Pero también puede ocurrir que lo imposible sea insustituible, perfilando un horizonte de soledad y muerte; toda madre puede ser “infanticida”, en el sentido amplio de la palabra.
NOTAS
- Viene bien aquí recordar este poema de Pier Paolo Pasolini:
“Súplica a mi madre”
Es difícil hablar con palabras de hijo
Cuando en el corazón bien poco lo parezco.
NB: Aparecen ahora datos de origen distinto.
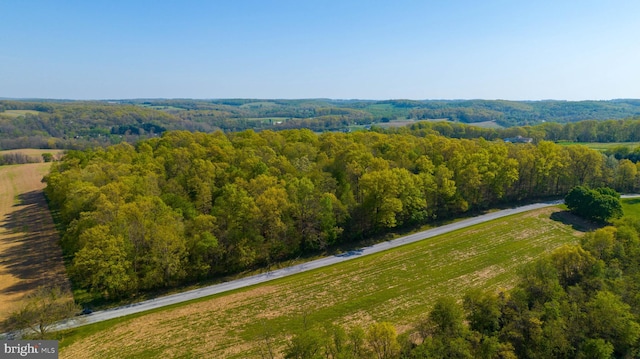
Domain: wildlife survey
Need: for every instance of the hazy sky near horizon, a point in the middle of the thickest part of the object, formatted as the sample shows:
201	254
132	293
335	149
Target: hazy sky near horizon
401	49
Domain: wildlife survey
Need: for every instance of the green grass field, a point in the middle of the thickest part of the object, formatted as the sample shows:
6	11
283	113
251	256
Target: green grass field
631	207
399	286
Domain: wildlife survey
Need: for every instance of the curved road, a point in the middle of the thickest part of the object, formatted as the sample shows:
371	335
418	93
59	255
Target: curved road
284	272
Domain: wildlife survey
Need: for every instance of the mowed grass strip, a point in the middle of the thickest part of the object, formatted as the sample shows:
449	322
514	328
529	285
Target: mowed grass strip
29	252
398	285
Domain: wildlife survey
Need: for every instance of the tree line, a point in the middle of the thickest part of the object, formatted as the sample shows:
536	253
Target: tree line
82	124
580	301
190	206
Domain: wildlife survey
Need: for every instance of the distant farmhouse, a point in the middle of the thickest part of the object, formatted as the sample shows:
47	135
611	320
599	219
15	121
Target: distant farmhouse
519	139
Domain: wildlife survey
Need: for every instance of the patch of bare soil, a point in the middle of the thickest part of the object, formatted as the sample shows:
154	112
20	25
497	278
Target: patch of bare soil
29	252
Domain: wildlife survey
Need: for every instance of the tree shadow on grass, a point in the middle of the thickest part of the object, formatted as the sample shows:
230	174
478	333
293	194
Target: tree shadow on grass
33	255
576	222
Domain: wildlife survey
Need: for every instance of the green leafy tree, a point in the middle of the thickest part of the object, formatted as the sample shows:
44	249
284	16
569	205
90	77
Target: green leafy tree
600	204
41	310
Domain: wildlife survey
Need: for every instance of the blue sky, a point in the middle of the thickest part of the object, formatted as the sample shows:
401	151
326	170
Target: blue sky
402	49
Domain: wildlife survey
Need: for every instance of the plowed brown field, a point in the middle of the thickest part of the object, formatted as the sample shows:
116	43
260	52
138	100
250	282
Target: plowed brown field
29	252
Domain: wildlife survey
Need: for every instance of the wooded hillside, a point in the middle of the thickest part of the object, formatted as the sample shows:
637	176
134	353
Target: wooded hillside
189	206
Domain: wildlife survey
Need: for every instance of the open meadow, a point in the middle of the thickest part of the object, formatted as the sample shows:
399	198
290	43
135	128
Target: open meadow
29	252
398	286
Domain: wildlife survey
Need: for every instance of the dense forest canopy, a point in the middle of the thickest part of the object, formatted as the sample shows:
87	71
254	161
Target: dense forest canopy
188	206
82	124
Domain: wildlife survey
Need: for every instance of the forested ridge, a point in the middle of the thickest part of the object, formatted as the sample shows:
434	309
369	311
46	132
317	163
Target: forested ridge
580	301
83	124
190	206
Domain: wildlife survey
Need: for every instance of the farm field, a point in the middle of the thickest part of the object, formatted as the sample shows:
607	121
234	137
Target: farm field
397	286
29	253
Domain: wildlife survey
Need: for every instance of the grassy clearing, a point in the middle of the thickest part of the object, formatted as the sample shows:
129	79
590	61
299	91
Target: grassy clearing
18	113
34	153
29	253
397	285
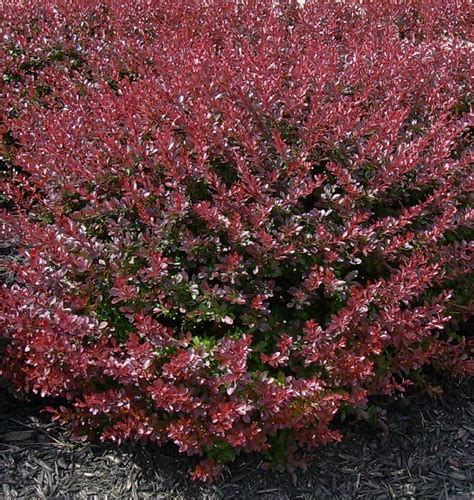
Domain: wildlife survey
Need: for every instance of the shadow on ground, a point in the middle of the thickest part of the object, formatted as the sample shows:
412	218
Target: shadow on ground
427	454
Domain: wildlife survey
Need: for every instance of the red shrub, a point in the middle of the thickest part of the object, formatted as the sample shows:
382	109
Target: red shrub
233	218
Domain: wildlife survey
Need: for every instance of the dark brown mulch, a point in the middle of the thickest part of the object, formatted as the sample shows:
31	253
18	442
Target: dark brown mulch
427	454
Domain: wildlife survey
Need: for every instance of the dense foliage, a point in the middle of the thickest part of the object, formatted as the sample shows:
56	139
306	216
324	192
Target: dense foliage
233	219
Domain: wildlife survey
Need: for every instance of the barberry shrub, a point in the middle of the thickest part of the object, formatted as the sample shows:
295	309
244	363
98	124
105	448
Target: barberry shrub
233	219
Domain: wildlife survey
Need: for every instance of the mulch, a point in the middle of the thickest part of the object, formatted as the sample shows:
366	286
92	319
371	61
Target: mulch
427	453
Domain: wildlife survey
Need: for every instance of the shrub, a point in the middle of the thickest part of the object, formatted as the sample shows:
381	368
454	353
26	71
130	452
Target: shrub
233	219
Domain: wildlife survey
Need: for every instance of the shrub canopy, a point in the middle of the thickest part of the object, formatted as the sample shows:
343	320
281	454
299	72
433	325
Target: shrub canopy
233	219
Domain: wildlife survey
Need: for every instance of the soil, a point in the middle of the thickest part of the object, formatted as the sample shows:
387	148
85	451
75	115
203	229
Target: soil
425	452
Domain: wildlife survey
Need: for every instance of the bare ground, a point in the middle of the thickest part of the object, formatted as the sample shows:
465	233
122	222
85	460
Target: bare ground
426	454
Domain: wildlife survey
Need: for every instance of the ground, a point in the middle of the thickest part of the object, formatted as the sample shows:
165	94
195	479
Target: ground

Tú eres la única en el mundo que sabe de mi corazón
Lo que siempre ha sido, antes de cualquier amor.
Por eso lo que debo decirte es horrible
Es dentro de tu gracia que nacen mis angustias,
Eres insustituible, y eso ha condenado
A soledad la vida que me has dado.
Y no quiero estar solo, tengo hambre infinita de amor.
De amor de cuerpos sin alma.
Porque el alma esta en ti
Pero tú eres mi madre y tu amor es mi esclavitud.
Toda mi infancia he sido esclavo de este alto
Compromiso; inmenso; irremediable.
No habría otra forma de sentir la vida
Ni otra perspectiva; pero ya se acabó.
Sobrevivimos con el desasosiego de la vida
Que se rehace por fuera de la razón.
Te suplico, ah, te suplico no quieras morir.
Estoy aquí: solo contigo, en un futuro abril…
Pier Paolo Pasolini
De: “Poesia en forma de rosa”, 1964
Traducción de: Juan Antonio Méndez
Ed. Visor Libros, 2002
ISBN: ISBN: 978-84-7522-163-7
Disponible en: https://trianarts.com/pier-paolo-pasolini-suplica-a-mi-madre/ - Cf: Marie-Hélène Brousse, « La mère dans la psychanalyse », Quarto, n° 47, mai 1992, p. 25-33.
- JAM« La logique de la cure du Petit Hans selon Lacan », p.111.